A propósito del general Gaytán – La Opinión de Héctor Marín Rebollo

Nunca el ejército mexicano ha sido una milicia de casta.

Desde aquellas oscuras masas rurales que formaron las huestes heroicas de Hidalgo y Morelos pasando por las de la Reforma, tanto el Ejército como la Guardia Nacional, ayer y hoy, han sido conformadas por elementos de las clases populares. Es decir, en este país, el país que también es del general Carlos Gaytán, (y no debe olvidarlo), históricamente el ejército ha servido a la nación y a los intereses del pueblo. Olvidarlo, simplemente olvidarlo, coloca a ese general y a quien fuere, como adversario del desarrollo histórico de México. Lo olvidó Porfirio Díaz y el pueblo lo echó en seis meses. Lo olvidó Victoriano Huerta y terminó derrotado y desterrado por traidor y por el asesinato del Presidente Madero en complicidad con el gringo Henry Lane Wilson.

El Ejército Mexicano actual, desde que fue creado por la Revolución, ha sido una entidad de profesionales que han respetado en su conjunto el poder civil. No entender eso es atentar contra la historia misma de las fuerzas armadas.

Que sepa el general Gaytán y quien lo siga, que “derechas”, “izquierdas” no caben en las decisiones militares en este país, que también es el de ese general. Eso es competencia de las fuerzas políticas actuantes y a las fuerzas armadas por tradición y seguridad nacional les está vedado inmiscuirse en esos asuntos. Pero la política, que parece ser la inquietud motivante de la conducta y el discurso poco reflexivo de ese general, no le está vedada. De ninguna manera. Sólo que entonces debe dejar las insignias y el uniforme e inscribirse en las filas del Partido (de) Acción Nacional que evidentemente es de su simpatía y… ¡bienvenido a la lucha de partidos! Con suavidad le expresamos respetuosamente al general que ya las etapas de los cuartelazos y de los episodios de balazos y las intrigas palaciegas castrenses en la política pasaron a la historia. Le recordamos: debe   disciplina al Jefe Supremo de las fuerzas armadas.

Hizo bien en decirlo públicamente porque otros traicionaron, asesinaron y hundieron a su país en la tenebrosa época del neoliberalismo, como lo hizo Pinochet en Chile en 1973.

Nos preguntamos por qué esa ansiedad tan sublime que se advierte en el discurso ambiguo y de dos filos del 29 de octubre pasado no fue exteriorizada cuando se vendían las empresas propiedad de la nación…Por qué no escuchamos ese vibrante mensaje que invita a la sublevación cuando era destrozado Pemex, cuando se agredía a los maestros, cuando crecía la deuda externa o cuando algunos robaban cínicamente al erario público, cuando se asesinaba a 43 estudiantes de Ayotzinapa o cuando el partido de sus claras simpatías consumaba el artero fraude electoral de 2006. ¿Entonces no se dividía al país ideológicamente?

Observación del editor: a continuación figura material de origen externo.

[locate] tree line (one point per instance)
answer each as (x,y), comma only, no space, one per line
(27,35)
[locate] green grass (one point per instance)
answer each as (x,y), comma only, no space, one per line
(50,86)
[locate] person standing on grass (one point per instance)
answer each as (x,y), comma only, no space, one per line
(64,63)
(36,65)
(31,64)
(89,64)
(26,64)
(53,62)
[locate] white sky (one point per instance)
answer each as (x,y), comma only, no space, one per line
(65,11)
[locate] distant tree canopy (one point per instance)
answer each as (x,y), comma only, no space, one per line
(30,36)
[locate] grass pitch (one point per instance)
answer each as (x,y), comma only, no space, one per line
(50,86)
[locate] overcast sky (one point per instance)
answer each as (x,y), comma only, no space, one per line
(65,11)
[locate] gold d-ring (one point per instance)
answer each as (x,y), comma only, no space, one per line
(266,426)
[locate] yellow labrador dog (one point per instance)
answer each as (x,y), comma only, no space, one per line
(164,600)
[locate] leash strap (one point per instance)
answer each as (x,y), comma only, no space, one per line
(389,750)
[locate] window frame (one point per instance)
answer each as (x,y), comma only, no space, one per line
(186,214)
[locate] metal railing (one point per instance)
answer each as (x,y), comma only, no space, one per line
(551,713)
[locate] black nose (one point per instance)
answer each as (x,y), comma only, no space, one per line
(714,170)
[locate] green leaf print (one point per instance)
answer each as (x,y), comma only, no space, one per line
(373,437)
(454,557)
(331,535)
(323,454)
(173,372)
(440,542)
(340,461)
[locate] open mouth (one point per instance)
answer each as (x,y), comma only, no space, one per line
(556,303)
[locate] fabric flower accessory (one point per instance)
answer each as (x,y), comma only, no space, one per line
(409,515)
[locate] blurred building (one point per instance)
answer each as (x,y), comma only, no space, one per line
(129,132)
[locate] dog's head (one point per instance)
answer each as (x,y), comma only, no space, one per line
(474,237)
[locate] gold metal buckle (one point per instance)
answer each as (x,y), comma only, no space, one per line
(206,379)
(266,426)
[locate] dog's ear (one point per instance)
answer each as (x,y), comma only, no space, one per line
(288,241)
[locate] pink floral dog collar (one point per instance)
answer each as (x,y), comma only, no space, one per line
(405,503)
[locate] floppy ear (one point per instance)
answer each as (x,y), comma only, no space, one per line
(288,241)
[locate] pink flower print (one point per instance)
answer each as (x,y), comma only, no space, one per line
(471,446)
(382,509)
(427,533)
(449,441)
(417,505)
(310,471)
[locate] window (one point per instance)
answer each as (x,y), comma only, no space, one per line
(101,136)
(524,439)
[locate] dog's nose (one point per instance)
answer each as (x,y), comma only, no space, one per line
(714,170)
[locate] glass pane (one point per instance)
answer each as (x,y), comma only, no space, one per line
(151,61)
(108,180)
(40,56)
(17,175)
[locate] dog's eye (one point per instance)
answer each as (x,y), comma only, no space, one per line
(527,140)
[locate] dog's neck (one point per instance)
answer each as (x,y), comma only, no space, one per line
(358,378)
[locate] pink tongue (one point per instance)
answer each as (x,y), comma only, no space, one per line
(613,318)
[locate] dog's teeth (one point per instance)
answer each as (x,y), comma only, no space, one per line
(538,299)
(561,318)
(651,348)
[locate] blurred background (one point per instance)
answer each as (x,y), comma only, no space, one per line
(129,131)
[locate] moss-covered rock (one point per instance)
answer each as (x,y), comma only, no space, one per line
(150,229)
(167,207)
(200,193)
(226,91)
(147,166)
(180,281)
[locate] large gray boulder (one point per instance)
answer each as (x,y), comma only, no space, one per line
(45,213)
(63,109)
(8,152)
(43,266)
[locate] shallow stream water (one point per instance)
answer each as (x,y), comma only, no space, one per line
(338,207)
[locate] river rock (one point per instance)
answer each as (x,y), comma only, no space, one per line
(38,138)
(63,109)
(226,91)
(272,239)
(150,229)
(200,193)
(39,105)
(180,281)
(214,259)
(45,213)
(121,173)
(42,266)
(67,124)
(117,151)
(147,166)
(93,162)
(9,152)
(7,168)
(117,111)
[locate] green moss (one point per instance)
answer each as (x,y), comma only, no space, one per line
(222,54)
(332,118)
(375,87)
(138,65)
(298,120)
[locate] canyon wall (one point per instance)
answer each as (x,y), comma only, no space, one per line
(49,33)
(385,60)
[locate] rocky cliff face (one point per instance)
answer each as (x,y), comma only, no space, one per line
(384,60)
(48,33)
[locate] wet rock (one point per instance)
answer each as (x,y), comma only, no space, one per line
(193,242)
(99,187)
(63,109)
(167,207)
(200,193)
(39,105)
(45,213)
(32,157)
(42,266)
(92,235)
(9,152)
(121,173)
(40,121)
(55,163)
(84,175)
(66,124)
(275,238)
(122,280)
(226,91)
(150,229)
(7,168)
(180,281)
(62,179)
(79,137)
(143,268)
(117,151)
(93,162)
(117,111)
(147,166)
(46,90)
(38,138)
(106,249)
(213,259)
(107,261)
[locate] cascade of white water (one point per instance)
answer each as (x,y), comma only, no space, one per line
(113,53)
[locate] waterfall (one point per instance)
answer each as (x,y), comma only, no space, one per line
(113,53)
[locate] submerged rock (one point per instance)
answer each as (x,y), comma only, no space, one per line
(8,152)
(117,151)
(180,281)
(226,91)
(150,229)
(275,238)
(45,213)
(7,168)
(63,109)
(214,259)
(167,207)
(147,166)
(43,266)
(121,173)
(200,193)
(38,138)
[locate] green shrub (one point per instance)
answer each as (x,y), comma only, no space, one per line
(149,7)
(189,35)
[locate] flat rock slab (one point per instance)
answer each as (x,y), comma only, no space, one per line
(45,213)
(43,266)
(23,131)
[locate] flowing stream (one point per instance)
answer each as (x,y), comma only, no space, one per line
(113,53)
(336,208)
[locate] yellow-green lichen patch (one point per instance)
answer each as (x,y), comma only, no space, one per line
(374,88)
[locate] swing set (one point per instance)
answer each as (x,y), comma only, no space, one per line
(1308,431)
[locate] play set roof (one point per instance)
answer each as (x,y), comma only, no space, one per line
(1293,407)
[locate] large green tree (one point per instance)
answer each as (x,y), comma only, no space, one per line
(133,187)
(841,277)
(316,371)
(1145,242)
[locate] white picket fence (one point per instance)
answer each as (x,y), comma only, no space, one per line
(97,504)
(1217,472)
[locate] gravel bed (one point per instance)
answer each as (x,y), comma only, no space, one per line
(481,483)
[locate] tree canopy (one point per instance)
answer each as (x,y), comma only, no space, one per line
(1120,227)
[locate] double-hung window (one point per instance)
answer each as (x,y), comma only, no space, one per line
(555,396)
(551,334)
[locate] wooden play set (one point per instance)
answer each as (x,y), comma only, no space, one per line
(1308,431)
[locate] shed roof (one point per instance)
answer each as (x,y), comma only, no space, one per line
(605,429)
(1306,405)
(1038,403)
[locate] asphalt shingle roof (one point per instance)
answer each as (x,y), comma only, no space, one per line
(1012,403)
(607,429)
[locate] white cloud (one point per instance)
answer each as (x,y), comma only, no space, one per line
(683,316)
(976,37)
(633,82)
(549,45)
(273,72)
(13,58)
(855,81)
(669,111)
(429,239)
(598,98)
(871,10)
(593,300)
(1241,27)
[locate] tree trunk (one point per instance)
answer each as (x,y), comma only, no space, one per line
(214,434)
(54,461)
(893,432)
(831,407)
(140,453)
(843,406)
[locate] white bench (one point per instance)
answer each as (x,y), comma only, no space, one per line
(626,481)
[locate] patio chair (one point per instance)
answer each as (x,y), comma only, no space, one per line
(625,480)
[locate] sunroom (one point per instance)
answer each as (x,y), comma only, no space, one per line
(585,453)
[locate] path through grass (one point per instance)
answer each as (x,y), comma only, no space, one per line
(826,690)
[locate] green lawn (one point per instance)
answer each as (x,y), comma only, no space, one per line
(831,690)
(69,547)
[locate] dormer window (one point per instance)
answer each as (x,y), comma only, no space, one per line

El Partido Popular Socialista expresa en este mensaje al Ejército Mexicano, a la Amada de México y a la Guardia Nacional, una respetuosa convocatoria a la unidad de las fuerzas armadas y en torno al Presidente de la República electo democráticamente con el mayor número de votos de la historia de México.

Hacemos asimismo, un llamado a la serenidad y a la defensa del pueblo, sujeto como nunca a la delincuencia y a la inseguridad pública sin precedente, herencia de un pasado nefasto.

Es la hora de los deberes de lealtad y no del reclamo de posiciones por más válidas que sean.

Nadie puede estar por encima de la Patria.